Professors have a “material interest” in fighting the budget cuts, regardless of whether or not their own positions are endangered by the cuts. That is because, as we all know, people do not go into teaching for the money, but rather because they love to teach, to research, to participate in scholarly life. We have to face the facts, however, about that life. Students are learning less and less—and not only because of the degeneracy of American culture. Three-quarters of students work while they are in school. It is almost impossible to achieve a high level of concentration, in or out of the classroom, when one’s mind and body are racked by work. Classes are getting bigger. Students have less interaction with their professors, and thus, they have less emotional and intellectual investment in what they learning. This situation has to be transformed, and it will be transformed only if we fight.
Last quarter, some students experienced a transformation for themselves, when they participated in occupations in order to fight the budget cuts. When students entered these occupations, they shed their identities. Undergraduate and graduate students spoke freely to one another, without regard for who had “more” of an education, or “higher” degrees. That’s because, in the context of a struggle, none of that matters. No one has an exceptional position, the one “right” answer, so we figure out what to do together. Most people experienced this openness as a freedom unlike any they had experienced before. All the discussion sections in the world are scant preparation for a real discussion, in which our bodies and beliefs are at stake.
Why is it, then, that professors were unable to participate in the occupations at that level? When they came into the occupied spaces, professors did so only as professors: they came in order to teach us something. Professors tried to bargain with administrators on behalf of students. They tried to convince students to be more mindful of the consequences of their actions. And when they showed up to support us for the final confrontation with the riot police, professors did so as “faculty observers” (to separate themselves, presumably, from the “student participants”). We say this not to criticize the faculty, but to point out what seems symptomatic in their actions. After all, when the riot police finally appeared to disperse the Kerr Hall occupation, they did not care who was a professor or who was a student. They cleared everyone out with equal force. In the end, it was a professor dear to us all who was hurt the most—he was taken away in an ambulance after he fell off a ledge.

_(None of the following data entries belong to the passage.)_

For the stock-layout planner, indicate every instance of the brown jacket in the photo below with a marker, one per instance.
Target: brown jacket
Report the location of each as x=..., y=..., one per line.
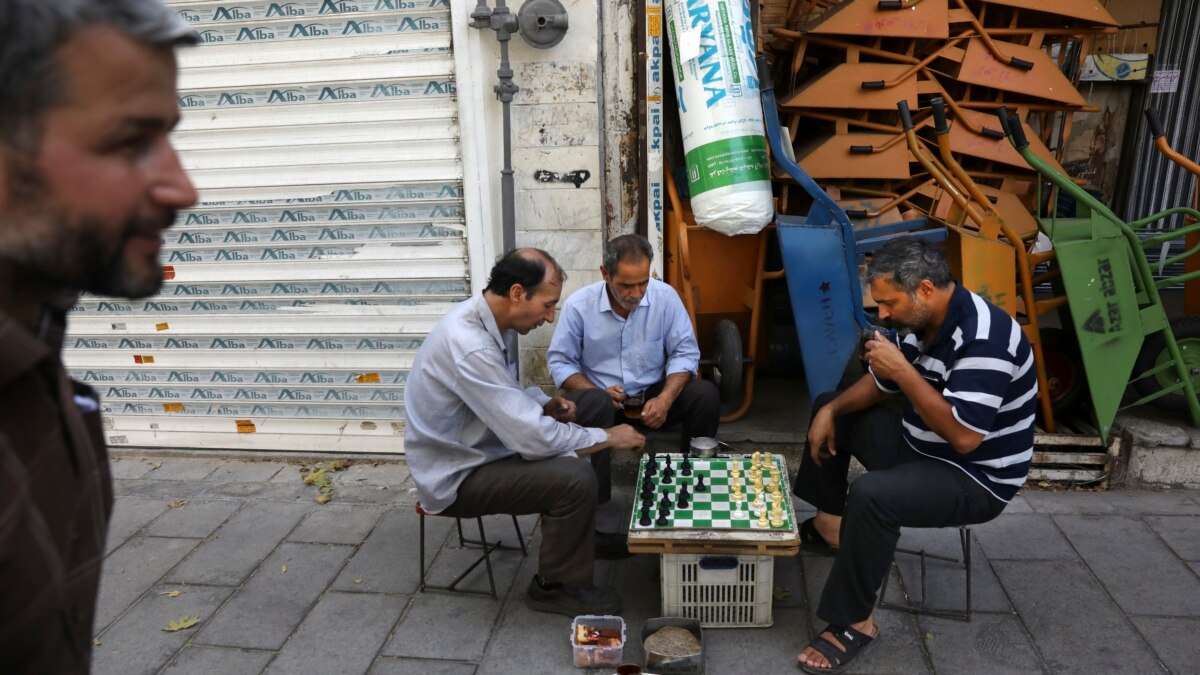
x=55, y=499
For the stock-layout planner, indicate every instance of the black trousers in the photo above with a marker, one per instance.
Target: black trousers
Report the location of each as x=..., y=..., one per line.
x=697, y=411
x=563, y=490
x=901, y=489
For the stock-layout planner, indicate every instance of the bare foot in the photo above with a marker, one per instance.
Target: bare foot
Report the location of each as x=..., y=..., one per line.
x=817, y=661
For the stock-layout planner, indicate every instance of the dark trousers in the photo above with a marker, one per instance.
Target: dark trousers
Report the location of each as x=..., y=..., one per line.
x=901, y=489
x=697, y=410
x=563, y=490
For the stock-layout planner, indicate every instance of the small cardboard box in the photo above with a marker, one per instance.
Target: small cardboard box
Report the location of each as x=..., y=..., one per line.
x=592, y=656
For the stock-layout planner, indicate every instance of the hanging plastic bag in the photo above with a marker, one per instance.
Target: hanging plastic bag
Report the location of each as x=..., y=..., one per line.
x=720, y=114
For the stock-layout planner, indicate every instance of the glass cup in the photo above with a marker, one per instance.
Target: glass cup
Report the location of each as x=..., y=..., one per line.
x=633, y=405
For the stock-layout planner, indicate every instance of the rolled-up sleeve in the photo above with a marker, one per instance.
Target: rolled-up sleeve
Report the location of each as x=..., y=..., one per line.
x=683, y=352
x=565, y=353
x=517, y=419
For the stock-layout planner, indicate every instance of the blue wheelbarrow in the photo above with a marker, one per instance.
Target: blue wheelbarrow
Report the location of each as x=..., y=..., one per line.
x=821, y=254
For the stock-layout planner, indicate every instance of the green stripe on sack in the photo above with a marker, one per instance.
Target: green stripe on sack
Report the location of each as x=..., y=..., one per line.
x=742, y=159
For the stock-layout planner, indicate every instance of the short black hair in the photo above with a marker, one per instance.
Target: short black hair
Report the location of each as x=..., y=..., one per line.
x=629, y=248
x=526, y=267
x=909, y=261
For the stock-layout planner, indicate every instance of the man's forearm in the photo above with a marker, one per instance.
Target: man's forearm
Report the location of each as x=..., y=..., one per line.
x=861, y=395
x=673, y=386
x=576, y=382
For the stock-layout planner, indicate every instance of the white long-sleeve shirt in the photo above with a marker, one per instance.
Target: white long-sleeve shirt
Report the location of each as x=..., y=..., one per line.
x=465, y=407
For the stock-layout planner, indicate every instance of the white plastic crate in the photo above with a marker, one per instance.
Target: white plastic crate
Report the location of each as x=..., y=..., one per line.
x=720, y=591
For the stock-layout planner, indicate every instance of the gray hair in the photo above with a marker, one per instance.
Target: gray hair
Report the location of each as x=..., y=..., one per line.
x=629, y=248
x=907, y=261
x=31, y=31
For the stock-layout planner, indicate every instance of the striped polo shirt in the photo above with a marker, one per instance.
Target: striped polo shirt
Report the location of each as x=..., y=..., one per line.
x=983, y=364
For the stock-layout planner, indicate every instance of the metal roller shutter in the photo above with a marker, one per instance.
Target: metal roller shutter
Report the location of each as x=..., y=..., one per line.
x=323, y=137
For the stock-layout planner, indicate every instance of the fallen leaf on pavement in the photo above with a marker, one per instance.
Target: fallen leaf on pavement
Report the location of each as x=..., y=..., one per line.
x=181, y=623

All of this is to say: faculty are already participating in the struggle as individuals, even if they do not recognize that fact. This struggle is not simply an opportunity to “learn something.” It is not “preparation” for some future experience, in which the stakes would be “real.” By acting as if these ruptures in our everyday experience are not also ruptures in the fundamental hierarchies of the university, professors prevent themselves from entering the struggle as individuals, equal to everyone else. They prevent themselves from speaking freely, without regard for how their age or status might unduly “influence” the youth. This is what we need, more than anything, from the faculty—to speak, young and old, student and professor, as equals.